RFC 047: Lightweight directed graph types (stdlib)¶
- Status: Implemented
- Created: 2026-03-31
- Author(s): Danny Meijer (@dannymeijer)
- Related:
- RFC 005 (Rust interop)
- RFC 023 (stdlib namespacing and compiler handoff)
- RFC 030 (std collections)
- RFC 033 (
ctx— contrast only; graphs are not ambient singletons)
- Issue: https://github.com/dannys-code-corner/incan/issues/204
- RFC PR: —
- Written against: v0.2
- Shipped in: v0.3.0-dev.37
Summary¶
This RFC proposes a small, opinionated directed-graph abstraction in the Incan standard library: stable node identifiers, node payloads, directed edges, multigraph edge identity, and a minimal interrogation API covering adjacency, roots and sinks, traversal, and optional topological order.
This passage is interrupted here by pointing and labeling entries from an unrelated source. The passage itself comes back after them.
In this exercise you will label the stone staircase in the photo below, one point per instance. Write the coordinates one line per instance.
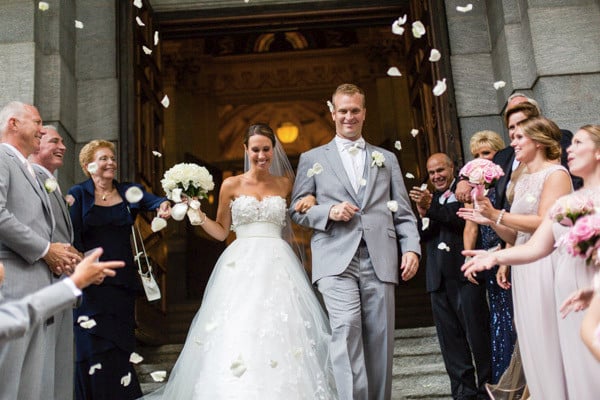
(418, 366)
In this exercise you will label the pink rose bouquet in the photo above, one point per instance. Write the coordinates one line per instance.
(583, 239)
(481, 174)
(568, 209)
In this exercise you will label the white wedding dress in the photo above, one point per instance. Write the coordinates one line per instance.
(260, 332)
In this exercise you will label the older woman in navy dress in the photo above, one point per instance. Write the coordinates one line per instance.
(102, 217)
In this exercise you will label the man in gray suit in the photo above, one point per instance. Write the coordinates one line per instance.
(362, 216)
(59, 364)
(26, 248)
(17, 317)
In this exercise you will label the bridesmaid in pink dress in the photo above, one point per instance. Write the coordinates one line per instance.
(581, 370)
(536, 144)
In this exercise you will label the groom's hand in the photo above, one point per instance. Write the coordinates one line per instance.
(343, 211)
(410, 265)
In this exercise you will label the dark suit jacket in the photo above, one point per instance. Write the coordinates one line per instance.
(444, 226)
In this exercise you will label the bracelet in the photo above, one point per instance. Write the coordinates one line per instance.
(499, 219)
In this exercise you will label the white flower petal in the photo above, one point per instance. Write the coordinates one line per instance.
(126, 380)
(238, 367)
(440, 87)
(158, 224)
(466, 8)
(92, 167)
(499, 84)
(135, 358)
(394, 71)
(435, 55)
(158, 376)
(392, 205)
(165, 101)
(94, 367)
(89, 324)
(418, 29)
(178, 211)
(134, 194)
(330, 106)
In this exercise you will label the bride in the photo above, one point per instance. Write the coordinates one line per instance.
(260, 332)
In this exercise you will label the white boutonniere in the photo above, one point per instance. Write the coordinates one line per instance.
(50, 185)
(315, 170)
(378, 159)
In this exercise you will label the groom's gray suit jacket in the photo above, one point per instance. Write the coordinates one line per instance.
(333, 243)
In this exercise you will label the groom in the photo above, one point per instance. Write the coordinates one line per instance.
(362, 216)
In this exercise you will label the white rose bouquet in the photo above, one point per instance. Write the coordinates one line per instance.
(191, 180)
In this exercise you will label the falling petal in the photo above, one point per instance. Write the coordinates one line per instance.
(435, 55)
(330, 105)
(499, 84)
(158, 376)
(440, 87)
(394, 71)
(418, 29)
(238, 367)
(126, 380)
(134, 194)
(135, 358)
(94, 367)
(89, 324)
(158, 224)
(466, 8)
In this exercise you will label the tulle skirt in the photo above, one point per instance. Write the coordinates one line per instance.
(260, 332)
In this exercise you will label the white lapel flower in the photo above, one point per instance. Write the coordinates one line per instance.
(238, 367)
(315, 170)
(435, 55)
(50, 185)
(158, 376)
(92, 168)
(440, 87)
(94, 367)
(378, 159)
(418, 29)
(135, 358)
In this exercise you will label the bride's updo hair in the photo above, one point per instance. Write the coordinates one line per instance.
(545, 132)
(260, 129)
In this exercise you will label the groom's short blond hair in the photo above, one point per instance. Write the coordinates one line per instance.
(348, 89)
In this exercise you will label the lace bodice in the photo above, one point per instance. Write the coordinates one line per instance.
(248, 209)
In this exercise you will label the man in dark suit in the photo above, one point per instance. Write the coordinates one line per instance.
(460, 310)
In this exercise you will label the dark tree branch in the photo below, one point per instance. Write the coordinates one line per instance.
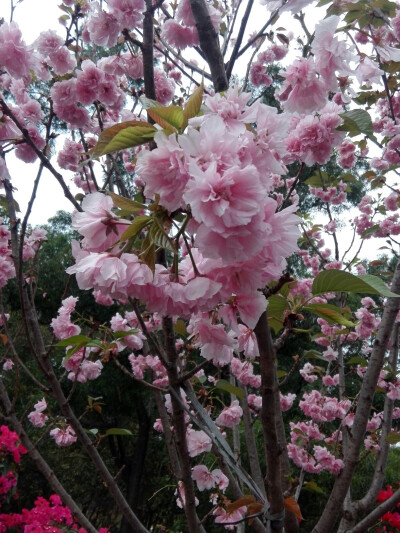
(239, 39)
(44, 160)
(365, 399)
(209, 43)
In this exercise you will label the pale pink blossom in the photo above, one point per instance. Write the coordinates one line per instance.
(63, 436)
(286, 401)
(62, 61)
(198, 442)
(230, 416)
(37, 418)
(203, 477)
(15, 56)
(302, 90)
(97, 223)
(102, 28)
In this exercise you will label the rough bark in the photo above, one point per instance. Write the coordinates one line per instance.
(273, 446)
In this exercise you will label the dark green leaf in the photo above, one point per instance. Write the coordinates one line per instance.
(75, 339)
(124, 135)
(138, 223)
(357, 121)
(341, 281)
(331, 313)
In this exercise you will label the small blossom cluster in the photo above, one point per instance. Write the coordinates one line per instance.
(7, 270)
(299, 450)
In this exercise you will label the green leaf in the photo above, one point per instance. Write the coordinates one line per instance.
(357, 121)
(393, 438)
(123, 135)
(170, 118)
(126, 203)
(138, 223)
(341, 281)
(357, 360)
(3, 203)
(370, 231)
(119, 431)
(160, 238)
(148, 103)
(75, 339)
(311, 486)
(224, 385)
(193, 105)
(331, 313)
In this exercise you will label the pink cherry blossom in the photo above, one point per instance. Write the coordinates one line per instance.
(302, 90)
(198, 442)
(63, 436)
It is not a graph database, query language, or persistence layer. New graph-related stdlib surfaces should continue to go through RFCs rather than growing ad hoc.
Motivation¶
Several Incan-backed domains benefit from a shared in-memory graph model: relational plan DAGs, task or dependency graphs, configuration pipelines, and other tools that need nodes, edges, and programmatic traversal rather than ad hoc maps and lists per project.
Without a stdlib shape, each library reinvents id allocation, edge storage, and walk order. That fragments tooling, tests, and interop expectations. A lightweight, RFC-governed type keeps the surface small while still allowing domain-specific payloads and future extension, such as weights, attributes, or alternate backends, in follow-on RFCs.
Goals¶
- Define normative semantics for a directed-graph type, and optionally for a DAG variant or mode, exposed through the stdlib.
- Specify stable
NodeIdsemantics: what it means to add or remove nodes and edges, and when ids must not be reused in ways that confuse callers. - Specify a minimal interrogation API sufficient for common compiler and orchestration patterns: successors, predecessors, roots, sinks, reachability traversal from a start node in at least one documented order, and topological order when acyclic.
- Keep future stdlib graph expansion on the RFC track rather than letting it grow ad hoc.
Non-Goals¶
- A graph query language, index structures for scale-out property search, or disk-backed storage.
- Undirected graphs as a first-class mandatory type (may be added later via RFC).
- Distributed graphs, transactions, or Cypher-style interfaces.
- Mandating one specific backend implementation; the contract is behavioral, not implementation-specific.
- A process-wide or language-global singleton graph. Named registries or application-level default graphs may exist in higher-level systems, but this stdlib contract must not require them.
Guide-level explanation¶
Authors obtain a graph handle from the stdlib, add nodes with payloads, and add directed edges from one node to another. They can ask for outgoing or incoming neighbors, enumerate roots or sinks, and walk from a start node in a documented order. Common walk orders are breadth-first search and depth-first search; the stdlib must document which order each traversal API uses. When the graph is intended to be acyclic, authors may use checked edge insertion that rejects a cycle, or they may call topological-order APIs and handle the error if a cycle exists.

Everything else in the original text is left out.